A 10-2 mark quite the achievement


Let the critics moan and howl about the state of Tennessee football.

Let them toot their horns and bang the drums, looking for every crack in the facade to take to task. Last week, you heard them all and loudly. When South Carolina blew out the Vols unexpectedly, there were some hardcore Vol fans ready two write off the whole season as a failure.

Really? Folks really want to throw the baby out with the bathwater?

Evidently, that's how it is. But when has that been any different? Pretty much every fanbase has its naysayers, Negative Nates (I got that one from the TV show M*A*S*H) and Chicken Little hand wringers.

Think about all of this in macro for just a moment. This team won just three games two years ago and has now won 10 games in a regular season for the first time since 2003? And you want to complain about that?

Similarly, last year, the Vols had a chance to exhume themselves from their myriad problems to knock on the eight-win door. Controversy in the Music City Bowl created a bit of drama as Purdue escaped with the victory. People were up in arms that the Vols were 7-6. Most of the punditry figured Tennessee wouldn't win but four games last year.
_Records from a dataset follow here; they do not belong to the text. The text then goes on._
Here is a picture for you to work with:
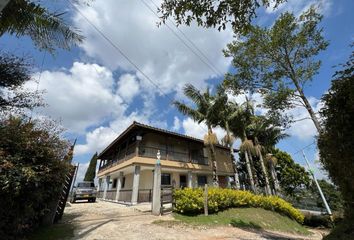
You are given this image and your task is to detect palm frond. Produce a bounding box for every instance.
[173,101,205,122]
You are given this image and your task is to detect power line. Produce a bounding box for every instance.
[150,0,224,75]
[67,0,206,132]
[293,141,316,155]
[141,0,222,75]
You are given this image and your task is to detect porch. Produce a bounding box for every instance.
[98,165,230,205]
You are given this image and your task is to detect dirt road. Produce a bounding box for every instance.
[64,201,322,240]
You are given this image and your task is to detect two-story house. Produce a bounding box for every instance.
[97,122,234,204]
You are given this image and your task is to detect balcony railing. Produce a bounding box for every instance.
[99,144,209,171]
[139,146,208,165]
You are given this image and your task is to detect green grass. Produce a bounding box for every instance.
[167,208,310,235]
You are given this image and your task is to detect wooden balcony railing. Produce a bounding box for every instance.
[99,144,209,171]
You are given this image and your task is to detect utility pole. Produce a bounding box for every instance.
[302,150,332,215]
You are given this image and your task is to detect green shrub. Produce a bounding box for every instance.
[174,188,304,223]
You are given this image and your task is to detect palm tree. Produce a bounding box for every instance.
[0,0,83,52]
[173,84,227,186]
[229,99,256,192]
[220,100,241,189]
[266,153,280,195]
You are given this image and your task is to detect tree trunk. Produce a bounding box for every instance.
[244,151,256,192]
[289,69,322,134]
[269,161,280,195]
[208,126,219,187]
[258,149,272,195]
[225,122,241,190]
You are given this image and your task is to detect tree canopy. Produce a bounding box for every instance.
[0,53,42,113]
[0,0,83,52]
[0,117,69,239]
[159,0,286,32]
[224,7,328,132]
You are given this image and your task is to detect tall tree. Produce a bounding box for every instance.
[0,53,42,113]
[273,149,311,197]
[230,99,256,192]
[173,84,227,186]
[159,0,286,32]
[84,152,97,182]
[219,100,240,189]
[0,0,83,52]
[318,44,354,239]
[224,7,328,132]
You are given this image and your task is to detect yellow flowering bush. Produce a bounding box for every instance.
[174,188,304,223]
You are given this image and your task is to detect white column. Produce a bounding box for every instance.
[103,176,111,199]
[116,172,123,202]
[187,171,193,188]
[131,166,140,204]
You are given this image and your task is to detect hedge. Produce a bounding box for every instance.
[174,188,304,223]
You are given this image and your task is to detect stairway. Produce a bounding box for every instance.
[54,166,78,223]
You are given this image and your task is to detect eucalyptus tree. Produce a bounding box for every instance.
[229,99,256,192]
[224,7,328,133]
[247,116,271,195]
[173,84,227,186]
[0,0,83,52]
[248,116,287,194]
[159,0,286,32]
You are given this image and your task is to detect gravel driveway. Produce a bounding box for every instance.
[65,201,322,240]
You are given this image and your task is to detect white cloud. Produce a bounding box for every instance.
[26,62,127,133]
[117,74,140,102]
[74,0,232,94]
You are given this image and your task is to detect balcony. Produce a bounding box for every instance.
[99,144,209,171]
[139,146,208,165]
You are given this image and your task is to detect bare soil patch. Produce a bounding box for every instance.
[63,201,322,240]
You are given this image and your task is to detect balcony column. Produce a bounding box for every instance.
[187,171,193,188]
[116,172,123,202]
[103,176,111,199]
[131,166,140,204]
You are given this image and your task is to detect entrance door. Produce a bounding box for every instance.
[179,175,187,188]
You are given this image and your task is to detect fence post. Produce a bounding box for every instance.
[204,184,208,216]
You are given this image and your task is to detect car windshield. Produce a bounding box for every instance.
[77,183,95,188]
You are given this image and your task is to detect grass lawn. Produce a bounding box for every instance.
[155,208,310,235]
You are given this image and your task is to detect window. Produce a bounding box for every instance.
[112,178,117,188]
[161,173,171,185]
[198,176,208,187]
[122,177,125,188]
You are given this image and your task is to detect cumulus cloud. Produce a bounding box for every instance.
[182,117,226,142]
[26,62,127,133]
[117,74,140,102]
[73,0,232,97]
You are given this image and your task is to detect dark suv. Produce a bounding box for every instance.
[70,182,97,203]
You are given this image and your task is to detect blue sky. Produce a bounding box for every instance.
[0,0,354,180]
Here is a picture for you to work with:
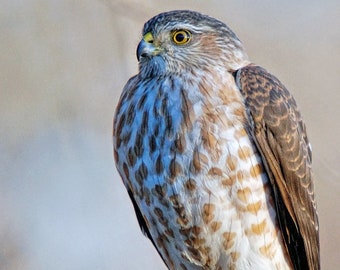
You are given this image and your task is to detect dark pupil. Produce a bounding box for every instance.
[176,33,185,42]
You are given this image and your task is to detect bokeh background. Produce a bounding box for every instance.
[0,0,340,270]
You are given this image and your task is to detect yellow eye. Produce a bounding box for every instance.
[172,30,191,45]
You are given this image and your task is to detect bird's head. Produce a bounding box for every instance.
[137,10,249,77]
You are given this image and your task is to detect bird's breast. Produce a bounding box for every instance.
[115,73,290,269]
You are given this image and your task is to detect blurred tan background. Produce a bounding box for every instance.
[0,0,340,270]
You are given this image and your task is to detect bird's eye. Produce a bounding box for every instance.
[172,30,191,45]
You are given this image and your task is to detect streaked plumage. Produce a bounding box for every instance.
[113,11,319,269]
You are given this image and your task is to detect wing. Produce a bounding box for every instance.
[234,65,320,269]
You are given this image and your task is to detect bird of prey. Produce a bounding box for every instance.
[113,10,320,270]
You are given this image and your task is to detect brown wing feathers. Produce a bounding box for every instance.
[235,65,320,269]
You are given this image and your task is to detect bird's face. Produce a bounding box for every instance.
[137,11,248,77]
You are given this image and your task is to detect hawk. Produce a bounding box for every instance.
[113,10,320,270]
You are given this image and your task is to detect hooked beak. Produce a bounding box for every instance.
[136,39,161,62]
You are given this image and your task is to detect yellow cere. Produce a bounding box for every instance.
[143,32,153,43]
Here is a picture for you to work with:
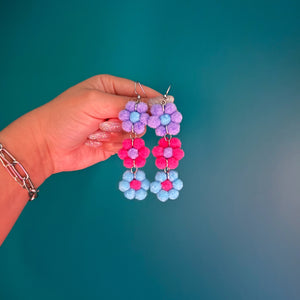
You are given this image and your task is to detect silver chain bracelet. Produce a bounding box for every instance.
[0,144,39,201]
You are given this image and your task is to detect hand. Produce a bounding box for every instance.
[0,75,161,185]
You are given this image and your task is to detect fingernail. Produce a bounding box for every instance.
[148,95,174,107]
[99,121,122,132]
[89,131,111,140]
[85,140,102,148]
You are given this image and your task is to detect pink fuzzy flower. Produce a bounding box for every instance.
[152,137,184,169]
[118,138,150,168]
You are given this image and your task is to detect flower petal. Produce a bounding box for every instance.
[157,190,169,202]
[155,171,167,182]
[133,121,145,134]
[119,180,130,192]
[135,156,146,168]
[125,101,136,112]
[152,146,164,157]
[135,189,147,200]
[168,122,180,135]
[151,104,164,116]
[118,148,128,159]
[122,139,132,150]
[158,138,173,148]
[150,181,161,194]
[155,156,171,170]
[173,148,184,160]
[170,137,181,148]
[148,116,160,128]
[124,189,135,200]
[155,123,166,136]
[169,170,178,182]
[123,157,133,169]
[173,178,183,191]
[168,157,178,169]
[140,113,149,125]
[122,121,132,132]
[122,170,133,182]
[165,103,177,114]
[139,147,150,158]
[142,178,150,191]
[171,111,182,124]
[135,170,146,181]
[136,102,148,113]
[119,109,130,121]
[168,189,179,200]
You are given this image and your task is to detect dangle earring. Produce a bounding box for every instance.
[118,82,150,200]
[148,86,184,202]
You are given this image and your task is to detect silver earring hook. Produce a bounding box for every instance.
[134,81,146,99]
[164,84,171,98]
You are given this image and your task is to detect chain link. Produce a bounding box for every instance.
[0,144,39,201]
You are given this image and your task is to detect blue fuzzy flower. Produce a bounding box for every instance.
[119,170,150,200]
[150,170,183,202]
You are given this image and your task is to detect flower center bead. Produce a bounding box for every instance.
[161,179,173,192]
[130,179,142,191]
[164,147,173,158]
[129,111,140,123]
[160,114,171,126]
[128,148,139,159]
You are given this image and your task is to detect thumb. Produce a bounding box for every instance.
[81,74,161,98]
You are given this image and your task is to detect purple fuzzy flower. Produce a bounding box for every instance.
[148,103,182,136]
[119,101,149,134]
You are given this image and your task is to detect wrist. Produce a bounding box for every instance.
[0,111,52,189]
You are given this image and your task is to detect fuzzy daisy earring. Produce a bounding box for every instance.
[148,86,184,202]
[118,82,150,200]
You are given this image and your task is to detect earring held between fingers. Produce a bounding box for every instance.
[99,121,122,132]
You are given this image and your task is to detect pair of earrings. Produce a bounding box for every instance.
[118,82,184,202]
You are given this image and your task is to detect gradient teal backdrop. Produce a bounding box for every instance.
[0,0,300,300]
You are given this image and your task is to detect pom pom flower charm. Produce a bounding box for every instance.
[119,170,150,200]
[150,170,183,202]
[148,103,182,136]
[152,137,184,169]
[118,82,150,200]
[118,138,150,168]
[119,101,149,134]
[148,86,184,202]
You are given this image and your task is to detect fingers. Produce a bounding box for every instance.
[82,74,161,98]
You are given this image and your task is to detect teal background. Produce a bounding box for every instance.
[0,0,300,300]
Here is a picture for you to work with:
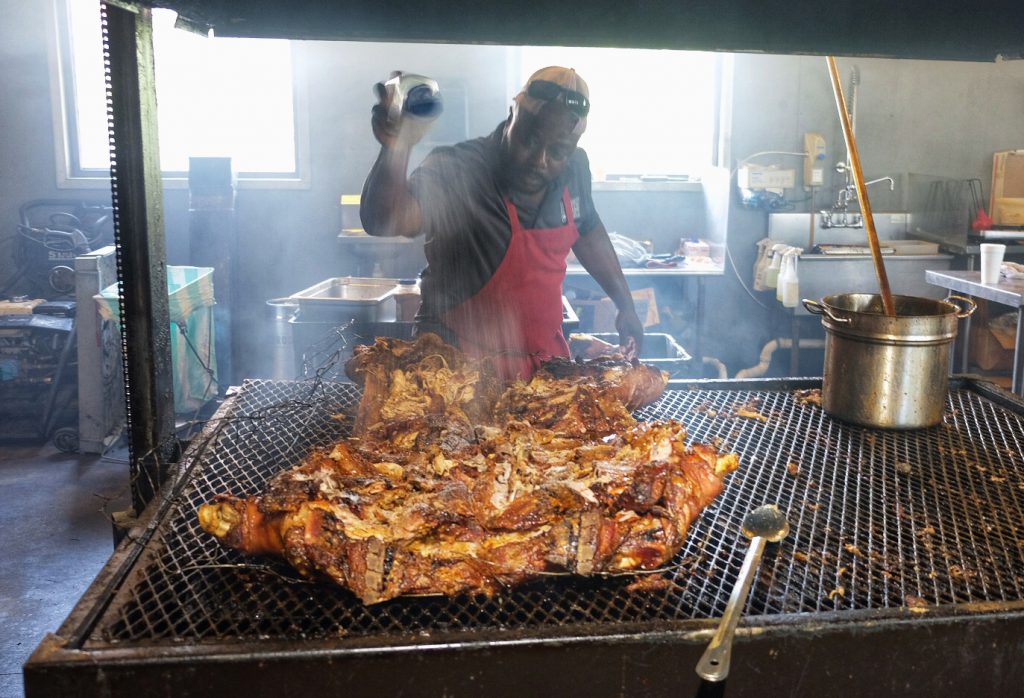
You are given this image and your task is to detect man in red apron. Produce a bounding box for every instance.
[360,67,643,379]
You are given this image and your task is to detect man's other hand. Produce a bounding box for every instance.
[615,310,643,359]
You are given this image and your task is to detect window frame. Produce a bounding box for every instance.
[507,46,734,192]
[46,0,312,189]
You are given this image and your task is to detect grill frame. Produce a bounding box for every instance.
[26,379,1024,695]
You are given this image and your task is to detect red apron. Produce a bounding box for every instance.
[441,187,580,380]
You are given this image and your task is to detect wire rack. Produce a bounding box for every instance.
[85,381,1024,647]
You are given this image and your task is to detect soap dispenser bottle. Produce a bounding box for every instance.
[779,248,801,308]
[765,243,788,289]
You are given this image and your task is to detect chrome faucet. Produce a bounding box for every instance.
[820,177,896,228]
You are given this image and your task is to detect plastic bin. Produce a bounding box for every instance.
[93,266,218,413]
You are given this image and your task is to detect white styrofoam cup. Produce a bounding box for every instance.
[981,243,1007,283]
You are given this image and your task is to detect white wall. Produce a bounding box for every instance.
[0,0,1024,372]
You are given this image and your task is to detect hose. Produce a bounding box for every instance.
[735,337,825,380]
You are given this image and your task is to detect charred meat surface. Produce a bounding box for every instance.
[199,336,738,604]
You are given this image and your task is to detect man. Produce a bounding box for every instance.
[359,67,643,379]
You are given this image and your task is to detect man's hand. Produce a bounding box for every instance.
[370,71,433,150]
[615,309,643,359]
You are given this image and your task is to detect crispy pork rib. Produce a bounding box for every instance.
[199,338,738,604]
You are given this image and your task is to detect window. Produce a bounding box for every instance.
[519,47,719,181]
[58,0,300,181]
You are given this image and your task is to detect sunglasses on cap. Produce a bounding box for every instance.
[526,80,590,119]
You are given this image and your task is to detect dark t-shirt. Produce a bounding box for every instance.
[410,122,600,334]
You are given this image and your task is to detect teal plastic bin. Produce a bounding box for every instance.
[93,266,218,413]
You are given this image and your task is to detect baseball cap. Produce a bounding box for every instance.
[515,66,590,135]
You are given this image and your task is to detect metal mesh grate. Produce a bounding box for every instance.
[86,381,1024,646]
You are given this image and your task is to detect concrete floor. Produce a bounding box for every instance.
[0,444,129,698]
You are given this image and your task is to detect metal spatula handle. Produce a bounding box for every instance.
[697,535,766,681]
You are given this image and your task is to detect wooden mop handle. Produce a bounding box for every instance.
[825,56,896,315]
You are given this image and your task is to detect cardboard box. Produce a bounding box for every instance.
[988,150,1024,225]
[971,317,1014,370]
[572,289,662,332]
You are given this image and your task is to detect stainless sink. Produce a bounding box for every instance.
[768,213,953,315]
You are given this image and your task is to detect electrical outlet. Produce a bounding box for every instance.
[804,133,825,186]
[736,165,797,190]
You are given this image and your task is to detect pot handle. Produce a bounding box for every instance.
[801,298,851,324]
[946,296,978,318]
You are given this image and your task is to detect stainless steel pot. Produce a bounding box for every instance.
[803,294,977,429]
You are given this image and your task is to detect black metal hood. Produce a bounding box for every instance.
[140,0,1024,61]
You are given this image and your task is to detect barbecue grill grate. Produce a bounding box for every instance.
[85,381,1024,647]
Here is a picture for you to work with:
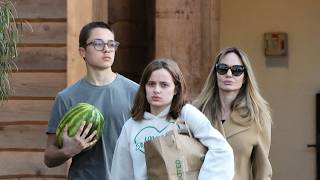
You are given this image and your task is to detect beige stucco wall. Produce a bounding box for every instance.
[220,0,320,180]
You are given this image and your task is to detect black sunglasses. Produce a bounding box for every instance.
[216,63,245,76]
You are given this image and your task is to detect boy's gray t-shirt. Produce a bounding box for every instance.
[47,74,138,180]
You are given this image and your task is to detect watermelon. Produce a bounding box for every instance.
[56,103,104,148]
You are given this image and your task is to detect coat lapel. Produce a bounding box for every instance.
[216,112,251,138]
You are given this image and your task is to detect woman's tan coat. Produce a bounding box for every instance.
[214,112,272,180]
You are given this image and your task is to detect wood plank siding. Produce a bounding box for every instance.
[0,0,67,180]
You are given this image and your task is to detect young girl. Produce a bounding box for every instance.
[111,59,234,180]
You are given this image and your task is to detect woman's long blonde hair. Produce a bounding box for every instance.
[193,47,272,128]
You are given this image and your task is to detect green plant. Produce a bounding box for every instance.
[56,103,104,147]
[0,0,22,101]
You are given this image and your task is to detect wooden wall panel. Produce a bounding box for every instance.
[16,47,66,72]
[21,22,66,45]
[0,100,53,124]
[155,0,219,99]
[0,151,67,179]
[67,0,94,85]
[14,0,66,19]
[0,124,47,150]
[11,72,66,98]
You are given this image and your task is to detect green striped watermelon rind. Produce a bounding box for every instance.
[56,102,104,148]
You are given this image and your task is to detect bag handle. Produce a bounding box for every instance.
[174,117,193,138]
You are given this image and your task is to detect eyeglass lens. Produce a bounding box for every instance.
[88,39,120,51]
[216,63,245,76]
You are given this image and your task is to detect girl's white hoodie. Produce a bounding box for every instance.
[111,104,234,180]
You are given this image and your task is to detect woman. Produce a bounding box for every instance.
[194,47,272,180]
[111,59,234,180]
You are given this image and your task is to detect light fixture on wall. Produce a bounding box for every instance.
[264,32,288,56]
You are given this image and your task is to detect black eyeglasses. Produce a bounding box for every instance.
[216,63,245,76]
[86,39,120,51]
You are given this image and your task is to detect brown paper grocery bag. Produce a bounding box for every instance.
[144,119,207,180]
And they were at the precipice of eight victories?

Them there's some awfully high standards.

Consider where this program was just 22 short months ago. It was mired in an NCAA investigation, in the midst of purging its whole football office and athletic department, seeking a new AD and new coach. In total, 30 kids, give or take, decided they didn't want to stick around, so they jumped on the transfer portal conveyer belt out of Knoxville (though, it's postulated that many of those transfers also were shown the door).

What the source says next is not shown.